Где папа? (Кузнецова) - страница 67

– Странно как-то пахнет!

– Да вы что! – возмутилась мама. – Вода обыкновенная! Сами же открыли!

Она возмущалась, но на губах у неё была смущённая улыбка, а в глазах отчаяние, и тётка явно поверила не столько маминым словам, сколько её выражению лица.

Она продолжила досматривать, изредка отшвыривая уже прощупанные вещи и покрикивая то на меня, то на маму, и я страшно боялась её, а мама, молодец, не раскисала, слушалась, вела себя по-деловому и на меня не кричала, если я что-то ставила не туда, а просто тихонько советовала, куда что убирать.

Только иногда, оглядываясь на ребят в чёрном, столпившихся у прохода, она вполголоса возмущалась, что все выходят своих встречать, а наш папа – нет.

– А ему уже можно? – удивилась я.

– Конечно, можно! Смотри, видишь, все ждут!

Наконец тётка отошла от стола, бросила на свой письменный стол ножик, и я увидела, что у неё ноги босые, в сандалиях, а на ногах педикюр. Это было очень странное сочетание – форма с ножиком и розовые ногти на ногах. Да ещё и всё это – в марте.

– Шестнадцатая комната, – скомандовала мама и слегка толкнула меня в спину по направлению к коридору. – Скажи ему, чтобы за сумками сам приходил.

Я вышла в коридор, открыла наугад какую-то дверь.
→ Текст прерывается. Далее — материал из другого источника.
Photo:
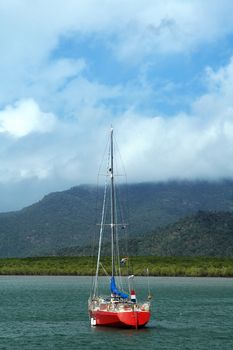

За ней был ещё один коридор, с пронумерованными комнатами.

С сильно бьющимся сердцем я смотрела на номера, они как какие-то вспышки появлялись на дверях, а потом увидела «16», толкнула дверь и… увидела папу.

Здоровенный мужчина без работы

Я бросилась к нему на шею, но тут вбежала мама и возмутилась:

– Ну что ты тут стоишь! Все давно своих встречают, а ты?! Телик тут смотришь?! Иди за сумками с Лизкой!

Мне ужасно стало за неё стыдно, что она такое говорит, они же не виделись неделю! Когда мы выскочили в коридор за сумками, я, передразнивая маму, сказала:

– Надо же, безобразие! Вот ты лодырь! Здоровенный мужчина и без работы! Конечно, надо пристроить его!

Папа засмеялся, закрыв глаза рукой.

– Может, кому-то говорят: «Здравствуй, любимый, здравствуй, дорогой», но мы ведь идём другим путём, – продолжала я. – Сидит бездельник, телик смотрит, лучше бы сумки пошёл таскать.

Папа всё трясся от смеха, беззвучно, тёр при этом глаза, словно хотел спать, а потом я снова повисла у него на шее и заплакала.

– Я хочу, – проговорила я, – хочу, чтобы ты опять дома за компьютером сидел…

– Я тоже хочу, – проговорил он шёпотом в мою шею, в мои волосы, – а что делать-то… Ну ничего… Ничего… Ничего…

Наконец я оторвалась от него, и мы пошли за сумками, и моё лицо было всё залито слезами, и все, кто шёл навстречу, разглядывали меня, но мне, честно, было плевать.